Nine in ten adults now have internet access - up from a third in 2006 - while three-quarters use the web on-the-go, according to figures from the Office for National Statistics
Internet access has become a staple of modern life across the globe and it’s no different in the UK.
A new study by the country’s Office for National Statistics (ONS) has put this trend into numbers and highlighted just how reliant we are on the technology.
The Internet Access Survey was first introduced in 1998 and has since then evolved, turning into an annual publication in 2006.
Drawing on its historical data, this latest release offers comparisons with previous years to paint a retrospective picture of how Brits use the internet – and how much.
Here are five key takeaways from the report.
9 out of 10 households have internet access
Ninety percent of all households in the UK reported they had internet access in 2018, an increase of 1% since 2016, 10% since 2012 and 33% since 2006.
Fixed broadband is the most popular choice and has been since 2015, with 98% of connected households using this type of internet connection in 2018.
The type of household with the lowest percentage of internet access were those with one adult aged 65 and over, with 59%, but this category is also the fastest growing with an increase of 23% since 2012 – more than double the national average of 10%.
Every single surveyed household with a child also has an internet connection.
Three-quarters of adults access the internet “on the go”
Some 77% of UK adults used the internet while on the move using a smartphone, laptop, table or other handheld device.
For adults between 25 to 34, that metric was much higher – 97% – while for those over 65 it was far lower – just 39%.
Smartphones were the most popular devices used on the go, accounting for 72% of the usage, representing a rise of 19% since 2013.
Just 27% of adults used a tablet to access the internet, while only 23% opted for a laptop to keep them connected on the move.

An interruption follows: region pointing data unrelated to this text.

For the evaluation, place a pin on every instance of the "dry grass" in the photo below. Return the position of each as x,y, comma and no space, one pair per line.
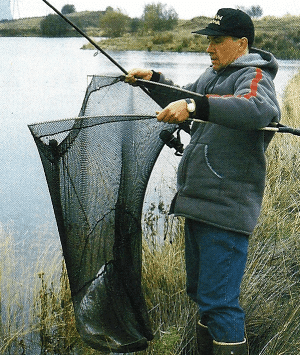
270,289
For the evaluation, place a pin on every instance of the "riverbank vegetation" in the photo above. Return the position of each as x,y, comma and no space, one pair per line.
38,318
280,35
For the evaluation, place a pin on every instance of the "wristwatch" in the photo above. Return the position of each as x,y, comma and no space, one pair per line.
191,106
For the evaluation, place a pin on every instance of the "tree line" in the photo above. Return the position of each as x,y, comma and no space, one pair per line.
115,23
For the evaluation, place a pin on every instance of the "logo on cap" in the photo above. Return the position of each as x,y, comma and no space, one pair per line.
217,20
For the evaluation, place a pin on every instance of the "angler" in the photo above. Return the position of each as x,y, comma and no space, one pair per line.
221,176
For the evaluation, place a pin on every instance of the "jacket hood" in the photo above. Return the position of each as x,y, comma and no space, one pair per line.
258,58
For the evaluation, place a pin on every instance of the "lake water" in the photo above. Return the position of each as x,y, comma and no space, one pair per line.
45,79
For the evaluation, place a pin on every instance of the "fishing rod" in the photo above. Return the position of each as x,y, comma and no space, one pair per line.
86,36
273,127
144,83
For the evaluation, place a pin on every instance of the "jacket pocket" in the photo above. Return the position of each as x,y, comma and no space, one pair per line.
211,168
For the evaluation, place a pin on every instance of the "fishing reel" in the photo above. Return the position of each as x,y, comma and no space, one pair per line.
173,141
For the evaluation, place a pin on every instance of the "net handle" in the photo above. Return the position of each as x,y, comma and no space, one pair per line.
86,36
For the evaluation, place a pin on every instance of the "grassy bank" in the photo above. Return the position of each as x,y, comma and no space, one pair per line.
280,35
270,289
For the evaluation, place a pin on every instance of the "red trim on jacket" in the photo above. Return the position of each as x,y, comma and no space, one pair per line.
253,87
254,84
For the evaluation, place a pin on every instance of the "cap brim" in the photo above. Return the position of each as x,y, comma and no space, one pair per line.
210,32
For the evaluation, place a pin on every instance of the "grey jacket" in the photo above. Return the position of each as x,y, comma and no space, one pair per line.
221,176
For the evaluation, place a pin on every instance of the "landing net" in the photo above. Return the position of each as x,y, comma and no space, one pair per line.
97,166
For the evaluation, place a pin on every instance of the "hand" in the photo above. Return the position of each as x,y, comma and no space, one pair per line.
175,112
138,73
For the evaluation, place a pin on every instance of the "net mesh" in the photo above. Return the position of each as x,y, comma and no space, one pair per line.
97,166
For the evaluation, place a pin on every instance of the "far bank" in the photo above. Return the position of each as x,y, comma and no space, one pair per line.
279,35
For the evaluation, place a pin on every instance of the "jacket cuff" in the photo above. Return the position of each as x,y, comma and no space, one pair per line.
202,108
155,76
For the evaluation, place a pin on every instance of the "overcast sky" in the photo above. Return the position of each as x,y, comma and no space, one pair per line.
134,8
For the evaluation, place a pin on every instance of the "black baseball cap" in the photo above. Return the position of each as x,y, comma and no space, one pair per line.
230,22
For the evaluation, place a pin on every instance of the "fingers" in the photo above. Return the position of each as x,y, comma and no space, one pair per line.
176,112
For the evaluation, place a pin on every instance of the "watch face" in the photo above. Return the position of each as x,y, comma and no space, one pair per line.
191,107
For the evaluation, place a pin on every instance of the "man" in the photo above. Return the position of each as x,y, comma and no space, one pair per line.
221,176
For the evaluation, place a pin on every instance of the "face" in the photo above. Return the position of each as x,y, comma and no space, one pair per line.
224,50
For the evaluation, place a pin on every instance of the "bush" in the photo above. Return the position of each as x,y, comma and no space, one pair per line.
68,9
53,26
158,18
114,23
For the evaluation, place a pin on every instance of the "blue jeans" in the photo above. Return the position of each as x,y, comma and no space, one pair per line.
215,264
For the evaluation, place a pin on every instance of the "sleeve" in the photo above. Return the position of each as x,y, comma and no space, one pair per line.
252,106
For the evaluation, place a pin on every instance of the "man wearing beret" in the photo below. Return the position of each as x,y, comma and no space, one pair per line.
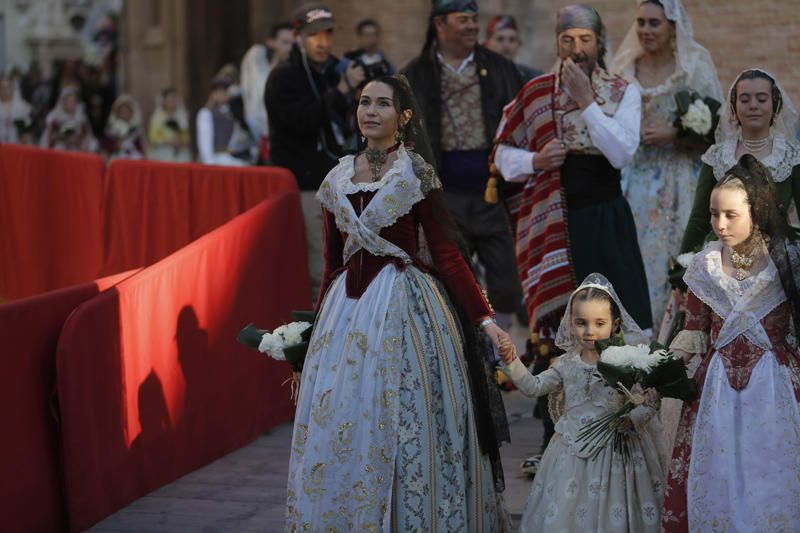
461,88
307,102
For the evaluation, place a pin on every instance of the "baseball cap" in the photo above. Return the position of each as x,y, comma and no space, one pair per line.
313,18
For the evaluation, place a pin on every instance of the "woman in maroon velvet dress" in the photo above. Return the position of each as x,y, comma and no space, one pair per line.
735,463
386,431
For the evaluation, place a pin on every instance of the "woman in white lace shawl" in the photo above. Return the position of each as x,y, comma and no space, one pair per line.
659,55
572,490
734,466
758,118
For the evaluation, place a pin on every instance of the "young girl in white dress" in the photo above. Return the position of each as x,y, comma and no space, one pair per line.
572,491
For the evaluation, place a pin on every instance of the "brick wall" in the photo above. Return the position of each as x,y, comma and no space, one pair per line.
738,33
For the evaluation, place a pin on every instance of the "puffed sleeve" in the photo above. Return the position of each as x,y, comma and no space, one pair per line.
332,254
699,224
544,383
694,338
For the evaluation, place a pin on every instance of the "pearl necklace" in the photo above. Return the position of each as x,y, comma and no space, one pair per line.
376,158
755,145
742,261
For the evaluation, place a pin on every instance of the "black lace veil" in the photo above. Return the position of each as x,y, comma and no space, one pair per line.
490,414
782,243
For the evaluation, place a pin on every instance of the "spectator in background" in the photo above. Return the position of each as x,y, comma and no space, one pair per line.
168,131
244,144
123,137
257,64
307,102
15,113
66,126
462,88
502,37
368,54
218,132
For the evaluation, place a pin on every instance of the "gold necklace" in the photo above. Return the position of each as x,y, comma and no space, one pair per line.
376,158
742,262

Other handheld devices – including personal digital assistants, MP3 and e-book readers – experienced a 50% decline since 2017, with just 7% of adults using them to access the internet away from home.

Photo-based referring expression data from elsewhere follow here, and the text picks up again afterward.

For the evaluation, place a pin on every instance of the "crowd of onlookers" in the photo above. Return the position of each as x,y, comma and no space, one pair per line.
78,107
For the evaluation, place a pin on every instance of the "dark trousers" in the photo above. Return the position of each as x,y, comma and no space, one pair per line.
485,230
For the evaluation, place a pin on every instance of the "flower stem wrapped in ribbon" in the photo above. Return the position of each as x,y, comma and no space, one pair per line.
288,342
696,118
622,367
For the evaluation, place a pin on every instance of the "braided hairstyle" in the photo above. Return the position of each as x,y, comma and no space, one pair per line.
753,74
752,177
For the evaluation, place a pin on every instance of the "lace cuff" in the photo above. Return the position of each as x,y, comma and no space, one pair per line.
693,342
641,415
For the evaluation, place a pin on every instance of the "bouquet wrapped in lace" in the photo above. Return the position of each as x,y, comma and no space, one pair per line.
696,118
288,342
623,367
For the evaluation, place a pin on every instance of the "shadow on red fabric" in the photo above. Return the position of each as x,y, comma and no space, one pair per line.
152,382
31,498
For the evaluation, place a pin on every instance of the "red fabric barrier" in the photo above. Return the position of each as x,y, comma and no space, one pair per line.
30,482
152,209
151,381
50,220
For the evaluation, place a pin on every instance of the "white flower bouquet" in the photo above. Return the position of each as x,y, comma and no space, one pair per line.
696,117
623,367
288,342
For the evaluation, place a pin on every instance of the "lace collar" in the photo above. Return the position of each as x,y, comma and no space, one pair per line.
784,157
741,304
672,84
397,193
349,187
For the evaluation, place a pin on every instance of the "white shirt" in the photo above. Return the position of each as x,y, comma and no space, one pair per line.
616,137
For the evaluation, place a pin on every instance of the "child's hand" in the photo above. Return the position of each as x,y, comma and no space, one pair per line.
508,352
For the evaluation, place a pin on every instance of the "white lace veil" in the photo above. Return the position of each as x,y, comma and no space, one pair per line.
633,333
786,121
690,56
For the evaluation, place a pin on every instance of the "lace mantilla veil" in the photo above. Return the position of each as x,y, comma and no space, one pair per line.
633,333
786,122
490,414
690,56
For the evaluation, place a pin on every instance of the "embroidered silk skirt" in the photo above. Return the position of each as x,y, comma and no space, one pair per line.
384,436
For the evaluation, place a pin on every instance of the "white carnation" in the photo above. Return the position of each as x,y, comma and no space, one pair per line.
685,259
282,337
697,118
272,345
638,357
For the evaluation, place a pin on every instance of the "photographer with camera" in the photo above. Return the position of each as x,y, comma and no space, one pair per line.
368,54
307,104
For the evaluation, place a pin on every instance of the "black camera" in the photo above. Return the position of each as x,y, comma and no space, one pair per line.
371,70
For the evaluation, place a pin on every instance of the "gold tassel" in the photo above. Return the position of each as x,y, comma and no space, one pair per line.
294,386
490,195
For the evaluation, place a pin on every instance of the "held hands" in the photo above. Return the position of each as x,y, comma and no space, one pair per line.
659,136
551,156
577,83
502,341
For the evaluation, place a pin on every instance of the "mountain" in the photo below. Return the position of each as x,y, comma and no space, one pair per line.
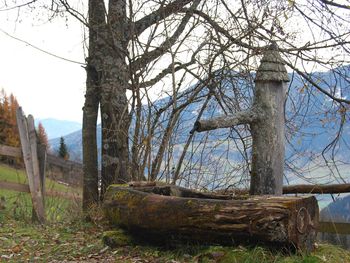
312,123
57,128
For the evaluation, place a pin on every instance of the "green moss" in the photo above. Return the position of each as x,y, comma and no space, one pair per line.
116,238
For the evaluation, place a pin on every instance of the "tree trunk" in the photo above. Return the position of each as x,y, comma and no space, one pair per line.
114,104
289,221
268,130
92,100
115,128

Sending or receiving emails was the most common internet activity in 2018, with 84% of adults using the technology.
Looking up information about goods or services came in second with 77%, a considerable increase from 71% in 2017.
The proportion of adults who watch videos on demand from services like Netflix has risen from 29% in 2016 to 46% so far this year, while those who use online video streaming services like YouTube increased from 47% to 62% over the same period.
A total of 69% of adult women in the UK used the internet for social networking and 59% used it to look for health-related information, while men registered 60% and 50% in the same metrics, respectively.
The percentage of adult men who used internet access to watch YouTube was significantly higher than women, 69% to 56%, and men also download more games than women – 36% compared with 26%.
Of all UK employees aged 35 to 44, 83% use computers or a portable device at work – the highest percentage across all age brackets in 2018.
For those between 16 and 24, some 51% needed to learn how to use new software or digital equipment in the last 12 months for their jobs, as opposed to just 15% of employed adults aged 65 and over.
As part of the report employed respondents were asked how competent they felt they were relating to computer, software or application use at work, with 70% feeling they already possessed the required knowledge to do their job.
Only 22% felt they have the skills to do a job that requires greater expertise, with those aged 16 to 24 and 65-plus scoring the lowest of all age groups for this metric with just 10% each.
Although smartphones were widely used to access the internet throughout the UK in 2018, 26% of users didn’t have smartphone security – while 24% did but were not aware of the fact.
Just 2% of UK adults lost information or data as a direct result of a virus or hostile programme.
Meanwhile, only 3% said they didn’t use apps and the same proportion reported they didn’t know there is an option to refuse access to personal data when using or installing one.
Just over two-thirds of 16 to 24-year-olds chose to do this at least once in the last 12 months, compared to just 31% of those over 65.